Na apuração da Folha, com informações obtidas em uma base de dados comparativa do FMI, reuniu-se um grupo de 20 países selecionados entre as mais importantes economias globais e da América Latina. A análise começa em 2008, ano de crise financeira global, e vai até 2019. No período, a despesa conjunta de União, Estados e municípios avançou de 29,5% para 41% do Produto Interno Bruto, retirando os encargos com os juros. A Folha de S. Paulo sustenta que o crescimento faz do país o maior aparato estatal fora da Europa. E também é superior ao dos principais emergentes com dados disponíveis.

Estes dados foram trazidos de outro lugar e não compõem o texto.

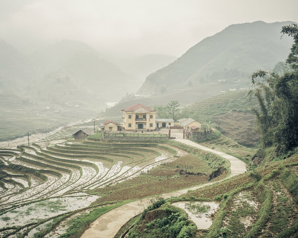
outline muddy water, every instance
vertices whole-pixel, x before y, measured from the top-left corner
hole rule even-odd
[[[195,205],[200,204],[206,206],[209,208],[204,212],[197,213],[190,211],[186,207],[186,203],[189,204],[190,202],[179,202],[172,204],[184,210],[188,214],[188,217],[195,223],[198,229],[208,229],[212,224],[212,221],[209,218],[210,215],[215,212],[219,208],[218,204],[214,202],[196,202],[192,203]],[[188,206],[186,206],[187,207]]]
[[[80,196],[82,193],[78,194]],[[25,205],[0,215],[0,227],[23,226],[88,206],[98,198],[95,195],[63,197]]]

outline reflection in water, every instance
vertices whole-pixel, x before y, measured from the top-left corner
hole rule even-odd
[[[172,205],[185,210],[198,229],[208,229],[212,224],[209,218],[218,209],[218,204],[214,202],[179,202]]]

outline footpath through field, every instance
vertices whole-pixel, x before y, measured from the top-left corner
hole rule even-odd
[[[231,163],[231,174],[221,180],[204,184],[201,185],[179,191],[163,194],[162,196],[167,198],[171,196],[179,196],[187,192],[188,190],[195,190],[221,182],[233,176],[246,172],[245,163],[237,158],[222,152],[202,146],[187,140],[177,139],[179,142],[196,147],[201,150],[218,154],[226,159]],[[99,217],[90,225],[81,238],[113,238],[122,226],[131,218],[140,213],[149,205],[150,199],[145,198],[126,204],[115,208]]]

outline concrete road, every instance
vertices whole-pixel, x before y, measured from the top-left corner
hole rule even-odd
[[[173,134],[172,131],[171,131],[171,134]],[[175,132],[174,133],[176,134]],[[178,134],[178,132],[176,133]],[[182,133],[181,132],[180,134],[182,135]],[[162,195],[162,196],[164,198],[170,198],[171,196],[179,196],[187,192],[188,190],[195,190],[215,183],[220,182],[246,172],[245,163],[233,156],[204,147],[191,141],[179,139],[178,137],[176,138],[175,140],[176,141],[200,149],[214,153],[226,159],[231,163],[231,174],[227,177],[220,181],[211,182],[190,189]],[[149,205],[149,200],[146,198],[131,203],[115,208],[104,214],[91,224],[89,228],[81,237],[81,238],[113,238],[123,225],[131,218],[142,212],[145,207]]]

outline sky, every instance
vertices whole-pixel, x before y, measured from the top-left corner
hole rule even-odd
[[[0,38],[29,53],[63,39],[119,56],[181,56],[232,24],[298,21],[297,0],[0,0]]]

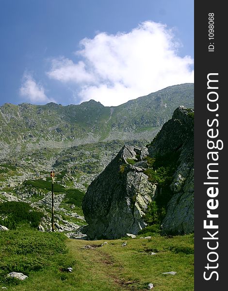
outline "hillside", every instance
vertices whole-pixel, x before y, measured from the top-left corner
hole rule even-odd
[[[81,202],[91,182],[125,144],[150,142],[179,105],[194,107],[193,84],[169,87],[117,107],[92,100],[67,106],[0,106],[0,201],[28,202],[48,215],[53,168],[58,229],[74,235],[85,223]],[[42,226],[49,228],[49,221]]]

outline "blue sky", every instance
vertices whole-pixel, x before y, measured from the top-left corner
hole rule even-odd
[[[0,105],[117,105],[194,81],[193,0],[0,0]]]

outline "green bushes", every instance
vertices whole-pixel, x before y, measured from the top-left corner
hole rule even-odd
[[[63,202],[81,207],[81,202],[85,195],[84,192],[78,189],[68,189],[66,193]]]
[[[7,218],[1,219],[2,224],[10,229],[15,229],[17,224],[23,221],[31,222],[32,226],[36,227],[44,213],[35,211],[25,202],[8,201],[0,204],[0,215],[6,215]]]
[[[20,283],[6,277],[11,272],[29,275],[42,269],[57,272],[71,266],[73,262],[65,256],[66,239],[61,233],[32,229],[0,232],[0,283]]]

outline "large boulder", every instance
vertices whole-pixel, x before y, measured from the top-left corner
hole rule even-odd
[[[179,106],[148,147],[151,157],[179,153],[178,166],[170,185],[172,197],[162,226],[164,234],[194,231],[194,110]]]
[[[89,239],[136,234],[147,225],[143,215],[156,190],[143,173],[147,155],[146,147],[125,146],[90,185],[82,204]]]
[[[174,163],[169,160],[173,156]],[[153,168],[154,159],[163,161],[160,173],[162,163],[168,167],[173,163],[171,176],[163,177],[163,183],[149,177],[153,171],[159,175]],[[144,215],[153,200],[160,210],[165,209],[164,234],[194,231],[192,109],[179,106],[147,147],[125,146],[91,183],[82,204],[85,232],[92,240],[137,234],[147,226]]]

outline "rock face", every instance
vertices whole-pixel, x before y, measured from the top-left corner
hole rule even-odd
[[[162,224],[163,234],[194,230],[194,111],[179,106],[148,147],[149,155],[179,153],[179,166],[170,187],[173,196]]]
[[[146,226],[142,216],[156,190],[143,173],[147,155],[146,147],[124,146],[89,186],[82,207],[90,239],[135,234]]]
[[[144,215],[163,189],[162,184],[149,181],[144,173],[149,167],[145,158],[151,160],[175,153],[178,161],[168,185],[171,199],[165,205],[162,231],[193,232],[194,111],[179,106],[147,148],[125,146],[89,186],[82,205],[88,238],[114,239],[126,233],[136,234],[146,226]]]

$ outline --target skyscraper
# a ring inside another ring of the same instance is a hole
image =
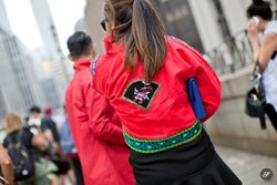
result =
[[[47,78],[54,79],[59,88],[59,96],[62,96],[68,84],[69,74],[48,0],[30,0],[30,2],[43,41],[41,60],[47,62],[51,69]]]
[[[33,104],[43,104],[35,78],[32,76],[32,59],[24,45],[12,34],[0,0],[0,119],[9,111],[25,113]]]

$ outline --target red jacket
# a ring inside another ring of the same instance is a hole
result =
[[[138,61],[132,72],[124,70],[124,47],[105,39],[106,53],[92,63],[93,88],[115,107],[125,132],[136,138],[164,138],[195,122],[186,93],[186,81],[195,78],[209,119],[220,103],[220,82],[207,62],[183,41],[166,37],[167,55],[147,89]]]
[[[86,185],[132,185],[130,151],[121,122],[104,96],[91,88],[91,62],[79,60],[65,107]]]

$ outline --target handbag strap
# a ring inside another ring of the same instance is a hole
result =
[[[255,65],[254,65],[252,75],[261,74],[260,69],[261,69],[261,68],[260,68],[259,61],[257,60],[257,61],[255,62]]]

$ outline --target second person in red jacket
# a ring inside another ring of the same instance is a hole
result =
[[[65,107],[85,184],[133,185],[121,122],[106,99],[91,88],[92,40],[75,32],[68,39],[68,49],[75,73],[66,90]]]

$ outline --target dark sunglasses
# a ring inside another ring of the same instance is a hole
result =
[[[103,29],[104,31],[106,31],[105,22],[107,22],[107,19],[106,19],[106,18],[103,19],[103,20],[100,22],[101,25],[102,25],[102,29]]]

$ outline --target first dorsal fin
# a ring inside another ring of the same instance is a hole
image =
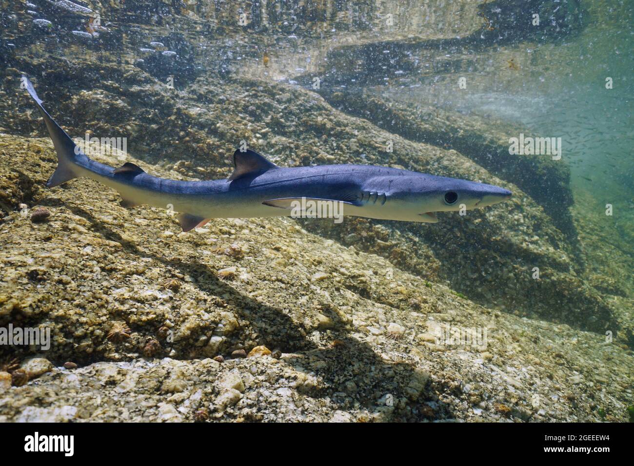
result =
[[[145,171],[138,165],[131,162],[126,162],[119,168],[112,171],[113,173],[145,173]]]
[[[250,173],[257,173],[278,167],[254,150],[247,149],[240,152],[240,149],[233,153],[233,166],[235,169],[229,181],[237,179]]]

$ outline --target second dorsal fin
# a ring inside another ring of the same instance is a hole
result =
[[[131,162],[126,162],[119,168],[112,171],[113,173],[145,173],[145,171],[138,165]]]
[[[233,166],[235,169],[231,176],[229,177],[229,181],[237,179],[250,173],[257,173],[278,168],[275,164],[269,162],[264,157],[250,149],[247,149],[244,152],[241,152],[238,149],[234,152]]]

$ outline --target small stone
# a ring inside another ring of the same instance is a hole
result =
[[[169,335],[169,328],[164,325],[158,329],[158,331],[157,332],[157,336],[161,340],[165,340],[167,338],[167,335]]]
[[[221,393],[216,399],[216,403],[222,411],[228,406],[233,406],[240,401],[242,394],[235,389],[228,389]]]
[[[45,222],[51,216],[51,212],[44,207],[37,207],[31,212],[31,221],[34,223]]]
[[[209,411],[206,408],[201,408],[194,413],[194,421],[196,422],[204,422],[209,418]]]
[[[48,372],[53,368],[53,365],[46,358],[32,358],[22,363],[22,368],[26,372],[30,380]]]
[[[313,276],[311,277],[311,280],[314,282],[319,282],[328,278],[328,275],[327,273],[324,273],[323,272],[317,272],[316,273],[313,275]]]
[[[260,346],[256,346],[250,351],[249,352],[248,357],[251,356],[268,356],[271,354],[271,350],[267,348],[264,345],[261,345]]]
[[[160,343],[158,342],[158,340],[155,340],[153,338],[149,338],[145,342],[145,346],[143,347],[143,356],[146,358],[152,358],[160,349]]]
[[[493,403],[493,409],[504,416],[509,415],[511,413],[511,411],[512,411],[506,405],[502,405],[500,403]]]
[[[29,382],[29,374],[24,369],[16,369],[11,375],[11,382],[16,387],[22,387]]]
[[[335,326],[335,323],[332,321],[332,319],[330,317],[323,315],[323,314],[317,314],[317,328],[321,330],[324,330],[326,328],[332,328]]]
[[[231,358],[246,358],[247,352],[243,349],[236,349],[231,353]]]
[[[233,389],[242,392],[244,392],[244,382],[240,377],[240,371],[233,369],[223,377],[219,382],[220,387],[223,389]]]
[[[583,381],[583,378],[581,375],[573,375],[571,377],[568,377],[568,380],[571,384],[581,384]]]
[[[176,278],[172,278],[165,282],[165,287],[169,288],[172,291],[178,291],[181,288],[181,282]]]
[[[224,278],[233,278],[236,275],[238,271],[236,267],[227,267],[226,269],[221,269],[218,271],[218,276]]]
[[[11,374],[8,372],[0,372],[0,393],[11,388]]]

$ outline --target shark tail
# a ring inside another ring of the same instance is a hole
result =
[[[53,140],[53,145],[55,147],[55,152],[57,153],[57,169],[46,182],[46,187],[53,188],[63,183],[79,178],[80,176],[77,174],[74,167],[76,166],[78,157],[86,157],[86,156],[42,107],[42,100],[37,96],[37,94],[33,87],[33,84],[29,81],[29,78],[23,76],[22,82],[29,92],[29,94],[37,104],[37,108],[39,108],[40,113],[42,113],[44,122],[46,124],[48,133]]]

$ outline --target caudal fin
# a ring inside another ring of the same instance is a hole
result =
[[[53,145],[57,152],[57,169],[46,183],[47,188],[53,188],[63,183],[78,178],[73,170],[77,156],[86,157],[81,149],[73,141],[60,126],[42,107],[42,100],[37,96],[33,84],[26,76],[22,76],[22,82],[29,92],[29,94],[35,101],[39,108],[48,129],[48,133],[53,140]]]

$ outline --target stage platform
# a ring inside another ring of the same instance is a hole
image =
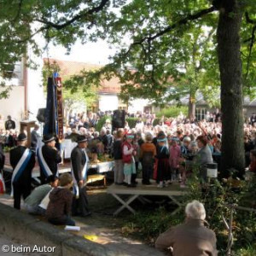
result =
[[[117,216],[125,208],[127,208],[131,212],[136,213],[136,211],[130,206],[130,204],[138,199],[143,203],[148,201],[146,195],[156,195],[156,196],[166,196],[172,200],[172,202],[177,204],[178,207],[182,207],[182,204],[178,201],[180,197],[186,194],[186,189],[181,189],[179,183],[173,183],[165,188],[157,188],[155,181],[151,180],[151,185],[142,184],[142,179],[137,179],[138,184],[136,188],[128,188],[124,185],[112,184],[107,189],[107,193],[112,195],[120,203],[121,207],[117,209],[113,215]],[[130,195],[126,201],[124,201],[120,195]]]

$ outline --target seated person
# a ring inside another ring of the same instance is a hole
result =
[[[44,215],[45,210],[39,207],[47,194],[58,185],[59,178],[50,175],[47,178],[48,183],[36,188],[25,200],[25,208],[30,214]]]
[[[70,189],[73,183],[72,176],[64,173],[60,177],[59,187],[50,192],[46,210],[46,218],[49,223],[55,225],[75,226],[75,222],[70,218],[73,197]]]
[[[173,256],[217,255],[215,234],[204,226],[203,204],[195,200],[186,206],[185,212],[185,223],[160,234],[155,247],[162,250],[172,247]]]

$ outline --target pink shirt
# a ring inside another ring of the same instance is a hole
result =
[[[178,159],[181,157],[181,150],[180,146],[171,146],[170,147],[170,157],[169,157],[169,162],[171,168],[178,168]]]

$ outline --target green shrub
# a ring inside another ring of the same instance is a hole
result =
[[[97,124],[96,124],[96,125],[95,127],[96,131],[101,131],[101,130],[102,130],[102,126],[104,125],[104,124],[106,123],[107,119],[110,119],[110,121],[111,121],[111,117],[109,117],[109,116],[103,116],[103,117],[102,117],[98,120],[98,122],[97,122]]]
[[[138,121],[139,119],[137,118],[126,118],[125,120],[128,122],[129,127],[131,129],[134,128],[137,122]]]
[[[163,115],[166,118],[170,118],[170,117],[175,118],[175,117],[177,117],[180,114],[181,112],[183,113],[183,114],[184,116],[187,116],[188,115],[188,107],[185,107],[185,106],[181,106],[181,107],[172,106],[172,107],[162,109],[161,111],[158,112],[156,113],[156,116],[158,118],[161,118]]]
[[[223,222],[223,216],[229,222],[230,208],[228,205],[242,205],[247,194],[251,195],[251,198],[253,197],[251,194],[252,183],[255,186],[255,180],[250,183],[241,181],[241,187],[238,191],[231,184],[219,182],[218,179],[212,179],[211,183],[202,187],[198,178],[198,170],[194,170],[193,173],[192,177],[189,179],[186,190],[188,193],[183,197],[183,207],[174,215],[171,215],[170,211],[165,207],[152,212],[141,209],[136,215],[131,216],[125,225],[126,232],[153,244],[160,233],[164,232],[170,226],[183,223],[185,205],[189,201],[198,200],[204,204],[209,228],[216,234],[218,255],[226,255],[229,232]],[[236,210],[233,216],[232,255],[256,255],[256,213]]]

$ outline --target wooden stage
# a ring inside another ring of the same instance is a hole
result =
[[[118,215],[125,208],[127,208],[131,212],[135,213],[136,211],[130,206],[130,204],[136,199],[138,199],[142,203],[148,201],[146,195],[158,195],[169,197],[172,201],[177,205],[178,207],[182,204],[178,201],[178,197],[181,197],[186,194],[186,189],[180,189],[180,185],[177,183],[169,184],[165,188],[157,188],[155,181],[151,180],[151,185],[143,185],[142,179],[137,179],[138,184],[136,188],[128,188],[124,185],[112,184],[107,189],[107,193],[112,195],[120,203],[121,207],[117,209],[113,215]],[[126,201],[124,201],[120,195],[131,195]]]

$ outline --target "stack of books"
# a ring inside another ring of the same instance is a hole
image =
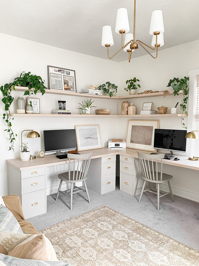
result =
[[[152,111],[150,110],[144,110],[141,111],[141,115],[156,115],[158,113],[157,111]]]
[[[70,110],[62,110],[61,109],[59,109],[59,110],[52,110],[51,113],[54,114],[71,114],[71,113]]]
[[[90,89],[83,89],[80,93],[95,94],[98,95],[102,95],[101,91],[100,90],[92,90]]]

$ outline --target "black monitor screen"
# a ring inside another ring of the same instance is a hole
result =
[[[155,129],[154,147],[160,149],[185,152],[186,134],[187,130]]]
[[[44,130],[44,137],[45,152],[77,148],[75,129]]]

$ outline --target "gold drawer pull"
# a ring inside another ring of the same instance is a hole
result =
[[[38,204],[38,202],[34,202],[34,203],[32,203],[31,204],[31,206],[34,206],[35,205],[37,205]]]
[[[34,186],[36,185],[37,185],[37,183],[36,182],[35,182],[34,183],[32,183],[32,184],[31,185],[31,186]]]

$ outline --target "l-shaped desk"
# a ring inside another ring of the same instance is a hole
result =
[[[128,148],[121,150],[105,147],[93,150],[86,181],[88,188],[100,194],[115,190],[118,154],[120,156],[120,190],[133,195],[140,194],[143,180],[137,151]],[[199,170],[199,161],[189,160],[184,156],[178,157],[179,161],[163,159],[163,163]],[[46,212],[46,196],[57,192],[59,183],[57,175],[68,170],[68,160],[60,160],[51,155],[26,162],[22,161],[20,158],[6,160],[8,193],[19,196],[25,218]],[[68,184],[63,185],[64,188],[68,189]]]

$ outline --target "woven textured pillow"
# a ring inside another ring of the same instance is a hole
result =
[[[23,233],[16,219],[11,211],[2,204],[0,205],[0,230]]]

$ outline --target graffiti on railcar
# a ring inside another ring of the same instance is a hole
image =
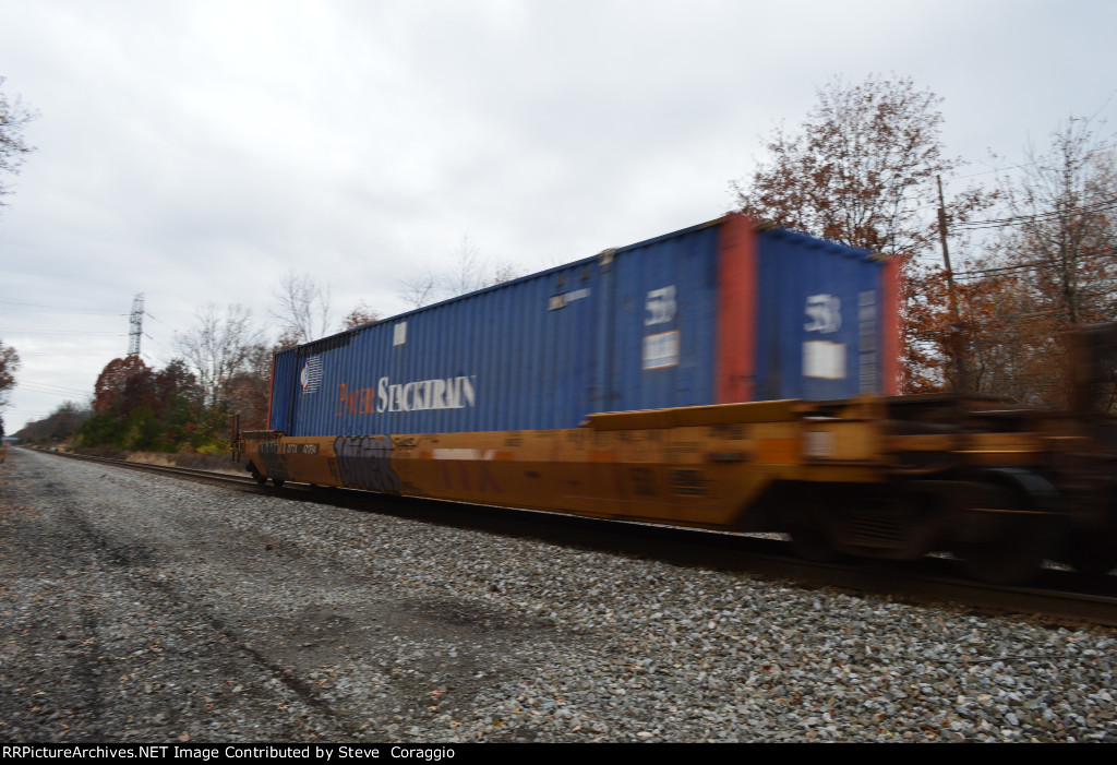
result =
[[[386,436],[342,436],[334,440],[342,482],[354,489],[400,493],[400,477],[392,469],[392,439]]]

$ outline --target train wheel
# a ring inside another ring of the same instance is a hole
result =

O roteiro dessa tragédia é conhecido. A "marolinha" da crise de 2008 se desaguou em um tsunami de gastos no Brasil, principalmente no início do primeiro mandato de Dilma Rousseff. A malfadada nova matriz econômica elevou as despesas, com a perturbadora cantilena de que "gasto público é vida". Não tardou, e em 2014 já se anunciavam os prenúncios de uma crise econômica que afundou o país na segunda metade da década. O desemprego explodiu, com o consequente recuo social.
Em 2016, o teto de gastos foi aprovado para organizar o orçamento nos curto, médio e longo prazos. Um novo governo foi eleito dois anos depois com o compromisso da austeridade no seu sentido mais justo, promovendo reformas que organizassem o país financeira e administrativamente. A reforma da Previdência foi um ponto importante para conter a escalada das despesas com aposentadorias, que tornaria o sistema previdenciário insustentável, mas parou por aí.
Há uma pandemia no meio do caminho, é verdade, que exigiu e ainda exige um orçamento de guerra para ser combatida. O imponderável é inquestionável... o que se lamenta é um país já devastado pelo mau gerenciamento econômico ter de encarar essa agonia mundial sem estar minimamente organizado financeiramente. A crise da Covid-19 expõe, por si só, a importância de uma economia saudável.
O Brasil está de frente para um 2021 que será desafiador. O pacote de estímulos fiscais do Brasil para enfrentar a pandemia foi imprescindível, mas não continuará viável por muito tempo, sob risco de paralisar ainda mais a atividade econômica. A rede de proteção não seguirá nos mesmos termos.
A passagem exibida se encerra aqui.